Nineteenth-century Bengal was a period of change, conflict and accommodation both among the bhadralok – literally translated to mean the gentle folk, the middle classes – as well as between them and the British rulers. The world view of the bhadralok and its search for a new paradigm had its material basis in changes in existing land relations, the emergence of the market and of urban spaces as well as the spread of education and literacy. Often changes in familial patterns, new roles for girls and women, their education and introduction to wider society, reflected developments in Britain. As the colonial encounter brought about a range of changes in a rapidly evolving social, economic and geographic scenario, it is important to try and understand inter-personal dynamics and at the level of individual consciousnesses.
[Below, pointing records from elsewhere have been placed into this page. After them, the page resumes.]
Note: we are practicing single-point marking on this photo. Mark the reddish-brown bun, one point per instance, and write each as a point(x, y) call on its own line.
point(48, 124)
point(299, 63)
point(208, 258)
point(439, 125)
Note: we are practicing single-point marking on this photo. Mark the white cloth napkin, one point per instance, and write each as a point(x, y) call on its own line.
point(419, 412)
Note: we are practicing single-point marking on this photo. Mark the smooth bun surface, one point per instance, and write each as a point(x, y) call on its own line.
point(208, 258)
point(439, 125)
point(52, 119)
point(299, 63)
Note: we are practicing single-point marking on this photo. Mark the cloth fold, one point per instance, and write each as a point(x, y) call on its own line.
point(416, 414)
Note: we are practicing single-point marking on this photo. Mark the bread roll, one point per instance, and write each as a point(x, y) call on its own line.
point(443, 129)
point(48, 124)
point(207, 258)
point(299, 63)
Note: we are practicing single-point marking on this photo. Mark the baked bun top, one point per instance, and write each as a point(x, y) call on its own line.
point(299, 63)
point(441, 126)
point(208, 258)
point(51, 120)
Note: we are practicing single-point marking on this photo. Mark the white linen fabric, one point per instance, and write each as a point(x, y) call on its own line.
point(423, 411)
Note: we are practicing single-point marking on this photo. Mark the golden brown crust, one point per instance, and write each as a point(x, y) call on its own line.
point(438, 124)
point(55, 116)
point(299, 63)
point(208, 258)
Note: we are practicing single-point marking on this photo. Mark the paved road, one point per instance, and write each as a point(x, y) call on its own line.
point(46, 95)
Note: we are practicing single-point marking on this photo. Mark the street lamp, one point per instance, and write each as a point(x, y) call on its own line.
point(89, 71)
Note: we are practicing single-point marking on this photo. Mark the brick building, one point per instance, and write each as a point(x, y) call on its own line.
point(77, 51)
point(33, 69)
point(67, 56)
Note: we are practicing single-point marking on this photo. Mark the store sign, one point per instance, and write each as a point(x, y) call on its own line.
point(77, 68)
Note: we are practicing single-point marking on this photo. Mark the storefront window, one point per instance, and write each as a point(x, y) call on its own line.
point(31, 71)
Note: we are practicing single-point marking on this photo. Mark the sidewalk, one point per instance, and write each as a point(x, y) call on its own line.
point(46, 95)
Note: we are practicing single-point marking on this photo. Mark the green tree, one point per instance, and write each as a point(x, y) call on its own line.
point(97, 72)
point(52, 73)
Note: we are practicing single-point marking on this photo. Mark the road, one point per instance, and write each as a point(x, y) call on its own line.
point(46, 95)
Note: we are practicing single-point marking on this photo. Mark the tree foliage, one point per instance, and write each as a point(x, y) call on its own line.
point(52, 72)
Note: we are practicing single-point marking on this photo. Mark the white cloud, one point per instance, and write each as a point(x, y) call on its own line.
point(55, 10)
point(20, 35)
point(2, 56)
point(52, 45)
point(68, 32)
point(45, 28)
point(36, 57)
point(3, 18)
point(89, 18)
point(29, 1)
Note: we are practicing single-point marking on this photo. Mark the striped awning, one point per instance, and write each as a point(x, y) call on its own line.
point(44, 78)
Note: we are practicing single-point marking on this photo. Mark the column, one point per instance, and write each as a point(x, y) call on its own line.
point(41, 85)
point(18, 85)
Women started reflecting and writing about their lives by the middle of the last century; the preferred form was the journal or diary. Several wrote many years later, often in widowhood. Monica Chanda was one such woman: the only daughter of Sarala and J.N. Gupta, a member of the Indian Civil Service, she was persuaded, at the age of 70, to write about her childhood, a period of her life she loved reminiscing about to her children and grandchildren. Life in the districts, her mother's role as civil service wife par excellence, early schooling and its later denial are evocatively sketched in this brief memoir. The present article will deal with constructions of a post-Victorian Indo-Anglian girlhood as perceived by Monica, using extensive quotations from the unpublished text. It will also try to trace the symbiotic relationship with the British Raj – viewed often with mixed feelings by the colonized.